News | December 22, 2022


Service charge payments will be a familiar term to most residential and commercial lessees. The amount you have to pay in service charge in any given year is dependent on a number of factors, and the starting point is always to check the terms of your lease. However, in certain periods tenants may see fluctuations in the service charge demands received, which can often be attributed to the landlord having carried out a significant set of works to a property which they want to reclaim (some) of the cost for. 

Section 20 of the Landlord and Tenant Act 1985 (“1985 Act“) sets out the landlord’s requirement to consultant a residential tenant in relation to certain service charge contributions due from the tenant.

Who does it effect?

Section 30 of the 1985 Act indicates that consultation will apply to all landlords who have a right to enforce payment of service charge. The consultation requirements extends beyond just freeholders and will apply to any management company or head tenant who has the right to enforce service charge payments. In terms of who and what falls under the service charge costs category will largely depend on the terms and definitions contained in the lease.

What works trigger consultation requirements

Given the associated time implications in following the section 20 procedure the requirement to consult a tenant will only be triggered if they fall into the category of either “qualifying works” or “qualifying long-term agreements”.

  • Qualifying works – defined as a single set of works that will cost any one contributing residential tenant over £250. In a building made up of several residential tenants who contribute differing amounts of service charge the need for consultation will be triggered if just one of those tenants has to pay over £250.
  • Qualifying long-term agreements – an agreement entered into by the landlord with a third party provider for a period of more than 12 months, where the amount payable by a residential tenant in any one accounting period is over £100.

The consultation process and failure to consult

The consultation process is as set out in The Service Charges (Consultation Requirements) (England) Regulations 2003, in brief the consultation involves a four stage process:

  • Notice of intention;
  • Inspection of proposed works;
  • Duty to have regard to observations; and
  • Landlord’s response to observations.

The consultation period under the regulations is designed to be formulaic. However, there is a risk that where the residential tenants push back on a landlord’s intended works the landlord may face significant delays in proceeding with the works.

One option for a landlord is to apply to the First-tier Tribunal for a dispensation from the need to consult. The application can be retrospective to carrying out the work, for example where the work needed was urgent. In deciding whether to award dispensation the tribunal will consider a number of factors including whether the residential tenants suffered any prejudice as a result of the landlord’s failure to consult.

Otherwise, where the landlord has failed to consult they are risked of being capped for the amount of service charge they may recover from their tenants. For example for Qualifying Works that cap will be set at £250 which can be a significant drawback depending on the cost of the work proposed.


The section 20 procedure should not be something that either a landlord or a tenant fears. It provides clear guidelines a landlord should follow when looking to recover service charge for any qualifying works.
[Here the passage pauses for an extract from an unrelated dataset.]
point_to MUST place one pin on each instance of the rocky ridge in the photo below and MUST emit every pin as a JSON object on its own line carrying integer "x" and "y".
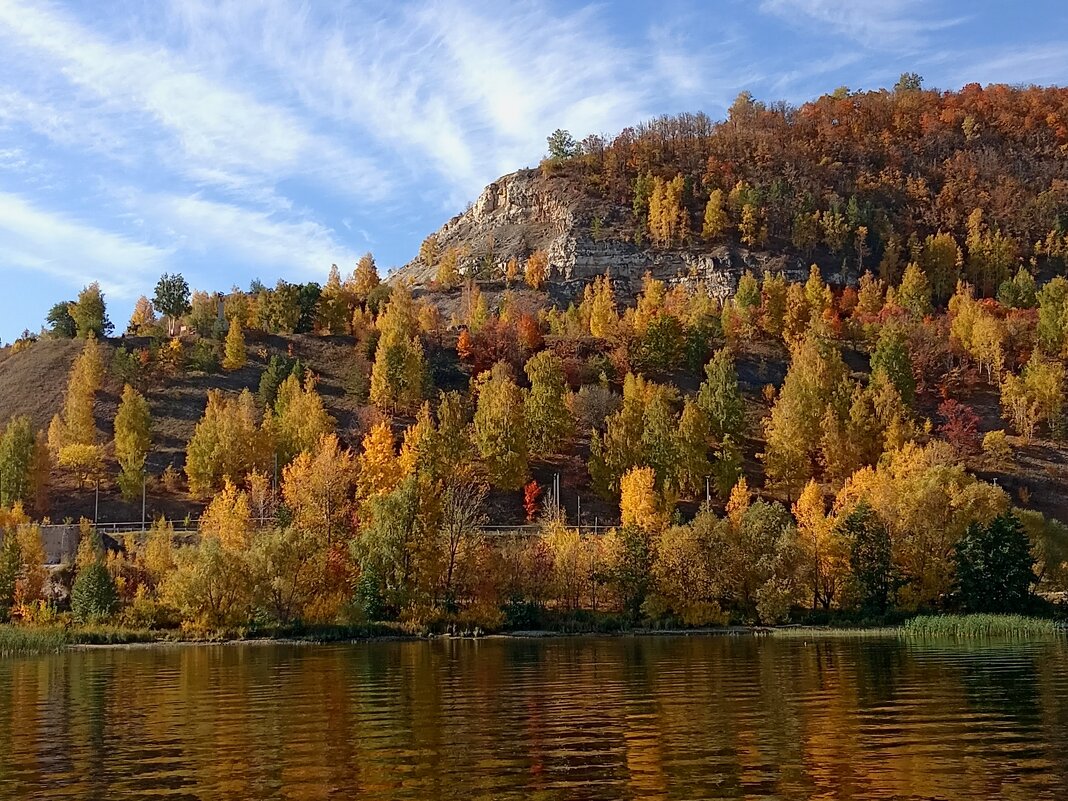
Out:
{"x": 582, "y": 236}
Landlords will need to consider questions such as commerciality, i.e. is the time taken for consultation proportionate to the level of costs they are seeking to recover. It similarly gives a tenant an important level of protection against would could be otherwise excessive service charge costs.

Key points

  • Section 20 procedure offers an important level of protection to residential tenants who pay a service charge.
  • A landlord’s failure to consult may result in the costs they are able to recover from the tenant being capped.
  • Both the landlord and the tenant need to pay close attention to their lease terms and how those terms cater for service charge payments.